Koordinator Mitigasi Gempabumi dan Tsunami BMKG Daryono menuturkan, gempa tersebut terjadi di Laut Flores. "Pascagempa M7,4 hingga hari Rabu, 15 Desember 2021 pukul 20.00 WIB, hasil monitoring BMKG menunjukkan telah terjadi aktivitas gempa susulan (aftershocks) sebanyak 390 kali di Laut Flores," kata Daryono di laman Twitter pribadinya, Rabu malam.
Baca Juga: Gempa Berkekuatan M2,5 Kembali Guncang NTT Malam Ini
Sedikitnya terjadi penambahan sembilan kali gempa susulan dalan rentang waktu satu jam. Di mana, dari pencatatan BMKG di pukul 19.00, terdapat 381 gempa susulan.
"Hingga hari Rabu, 15 Desember 2021 pukul 19.00 WIB, hasil monitoring BMKG menunjukkan adanya 381 aktivitas gempabumi susulan (aftershock)," tulis Daryono.
Diberitakan sebelumnya, Gempa bumi berkekuatan M7,5 mengguncang Barat Laut Larantuka, NTT. BMKG pun segera mengeluarkan peringatan dini Tsunami untuk wilayah Maluku, NTB, NTT, Sulsel dan Sultra.
Baca Juga: Pemerintah Bantu Pembangunan Kembali Rumah Warga Pasca-Gempa M7,4
Gempa dirasakan cukup kuat dan lama.
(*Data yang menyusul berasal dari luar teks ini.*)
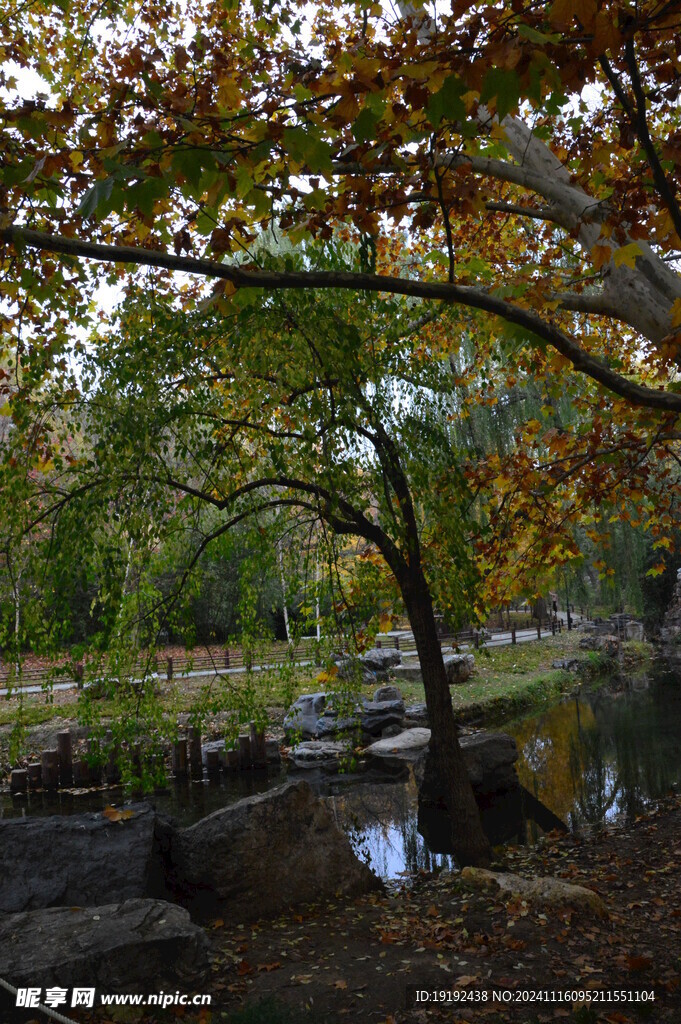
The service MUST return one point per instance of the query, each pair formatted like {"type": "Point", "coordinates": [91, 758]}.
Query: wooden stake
{"type": "Point", "coordinates": [64, 745]}
{"type": "Point", "coordinates": [49, 762]}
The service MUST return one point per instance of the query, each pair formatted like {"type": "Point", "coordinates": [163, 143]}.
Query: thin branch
{"type": "Point", "coordinates": [467, 295]}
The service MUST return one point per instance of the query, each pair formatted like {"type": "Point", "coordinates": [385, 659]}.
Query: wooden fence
{"type": "Point", "coordinates": [219, 660]}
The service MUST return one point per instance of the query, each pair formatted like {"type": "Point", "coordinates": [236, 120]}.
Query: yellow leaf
{"type": "Point", "coordinates": [563, 12]}
{"type": "Point", "coordinates": [627, 255]}
{"type": "Point", "coordinates": [600, 255]}
{"type": "Point", "coordinates": [676, 312]}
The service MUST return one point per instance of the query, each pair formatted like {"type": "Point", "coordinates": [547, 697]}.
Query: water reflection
{"type": "Point", "coordinates": [604, 754]}
{"type": "Point", "coordinates": [588, 760]}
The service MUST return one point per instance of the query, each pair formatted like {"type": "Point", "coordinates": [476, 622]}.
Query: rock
{"type": "Point", "coordinates": [405, 747]}
{"type": "Point", "coordinates": [416, 715]}
{"type": "Point", "coordinates": [387, 693]}
{"type": "Point", "coordinates": [318, 754]}
{"type": "Point", "coordinates": [378, 715]}
{"type": "Point", "coordinates": [351, 670]}
{"type": "Point", "coordinates": [566, 664]}
{"type": "Point", "coordinates": [410, 671]}
{"type": "Point", "coordinates": [272, 753]}
{"type": "Point", "coordinates": [136, 945]}
{"type": "Point", "coordinates": [303, 715]}
{"type": "Point", "coordinates": [263, 855]}
{"type": "Point", "coordinates": [607, 644]}
{"type": "Point", "coordinates": [543, 893]}
{"type": "Point", "coordinates": [381, 658]}
{"type": "Point", "coordinates": [459, 668]}
{"type": "Point", "coordinates": [390, 730]}
{"type": "Point", "coordinates": [491, 761]}
{"type": "Point", "coordinates": [76, 860]}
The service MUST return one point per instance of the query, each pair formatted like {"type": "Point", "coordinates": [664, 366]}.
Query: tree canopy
{"type": "Point", "coordinates": [531, 151]}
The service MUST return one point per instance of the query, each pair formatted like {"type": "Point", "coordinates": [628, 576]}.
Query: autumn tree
{"type": "Point", "coordinates": [322, 408]}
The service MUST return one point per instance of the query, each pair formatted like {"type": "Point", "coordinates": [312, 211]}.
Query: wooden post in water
{"type": "Point", "coordinates": [81, 773]}
{"type": "Point", "coordinates": [257, 737]}
{"type": "Point", "coordinates": [49, 763]}
{"type": "Point", "coordinates": [245, 758]}
{"type": "Point", "coordinates": [18, 780]}
{"type": "Point", "coordinates": [112, 772]}
{"type": "Point", "coordinates": [179, 759]}
{"type": "Point", "coordinates": [194, 742]}
{"type": "Point", "coordinates": [65, 749]}
{"type": "Point", "coordinates": [213, 763]}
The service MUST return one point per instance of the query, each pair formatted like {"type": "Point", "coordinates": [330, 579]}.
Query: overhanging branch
{"type": "Point", "coordinates": [252, 276]}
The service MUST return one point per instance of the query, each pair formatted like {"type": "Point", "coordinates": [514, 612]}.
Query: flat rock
{"type": "Point", "coordinates": [543, 893]}
{"type": "Point", "coordinates": [381, 658]}
{"type": "Point", "coordinates": [491, 761]}
{"type": "Point", "coordinates": [352, 670]}
{"type": "Point", "coordinates": [416, 715]}
{"type": "Point", "coordinates": [303, 715]}
{"type": "Point", "coordinates": [410, 671]}
{"type": "Point", "coordinates": [459, 668]}
{"type": "Point", "coordinates": [136, 945]}
{"type": "Point", "coordinates": [405, 747]}
{"type": "Point", "coordinates": [76, 860]}
{"type": "Point", "coordinates": [318, 754]}
{"type": "Point", "coordinates": [566, 664]}
{"type": "Point", "coordinates": [263, 855]}
{"type": "Point", "coordinates": [387, 693]}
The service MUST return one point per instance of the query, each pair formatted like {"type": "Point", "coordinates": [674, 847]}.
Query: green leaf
{"type": "Point", "coordinates": [307, 147]}
{"type": "Point", "coordinates": [447, 102]}
{"type": "Point", "coordinates": [505, 87]}
{"type": "Point", "coordinates": [99, 193]}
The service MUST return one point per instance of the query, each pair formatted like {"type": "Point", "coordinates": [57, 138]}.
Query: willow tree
{"type": "Point", "coordinates": [321, 407]}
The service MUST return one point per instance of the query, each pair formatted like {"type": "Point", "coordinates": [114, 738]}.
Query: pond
{"type": "Point", "coordinates": [600, 755]}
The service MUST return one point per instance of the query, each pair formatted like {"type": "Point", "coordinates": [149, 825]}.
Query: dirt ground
{"type": "Point", "coordinates": [354, 962]}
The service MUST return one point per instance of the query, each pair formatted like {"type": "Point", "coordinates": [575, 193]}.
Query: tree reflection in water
{"type": "Point", "coordinates": [604, 754]}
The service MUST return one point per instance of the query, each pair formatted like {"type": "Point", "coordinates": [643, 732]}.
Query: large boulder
{"type": "Point", "coordinates": [77, 860]}
{"type": "Point", "coordinates": [409, 671]}
{"type": "Point", "coordinates": [607, 644]}
{"type": "Point", "coordinates": [490, 761]}
{"type": "Point", "coordinates": [407, 745]}
{"type": "Point", "coordinates": [320, 716]}
{"type": "Point", "coordinates": [387, 693]}
{"type": "Point", "coordinates": [318, 754]}
{"type": "Point", "coordinates": [459, 668]}
{"type": "Point", "coordinates": [381, 659]}
{"type": "Point", "coordinates": [542, 893]}
{"type": "Point", "coordinates": [352, 670]}
{"type": "Point", "coordinates": [303, 715]}
{"type": "Point", "coordinates": [264, 855]}
{"type": "Point", "coordinates": [133, 946]}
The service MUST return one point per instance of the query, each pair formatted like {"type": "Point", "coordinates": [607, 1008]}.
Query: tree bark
{"type": "Point", "coordinates": [447, 775]}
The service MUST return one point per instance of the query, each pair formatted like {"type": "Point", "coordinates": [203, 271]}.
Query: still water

Hal ini membuat warga yang sedang berada dalam gedung berhamburan keluar.
Namun, setelah lewat dua jam, peringatan dini Tsunami itu dicabut oleh BMKG. Warga pun kembali tenang. Kendati demikian, permukaan air laut di Flores mengalami kenaikan hingga 7 cm akibat gempa bumi itu.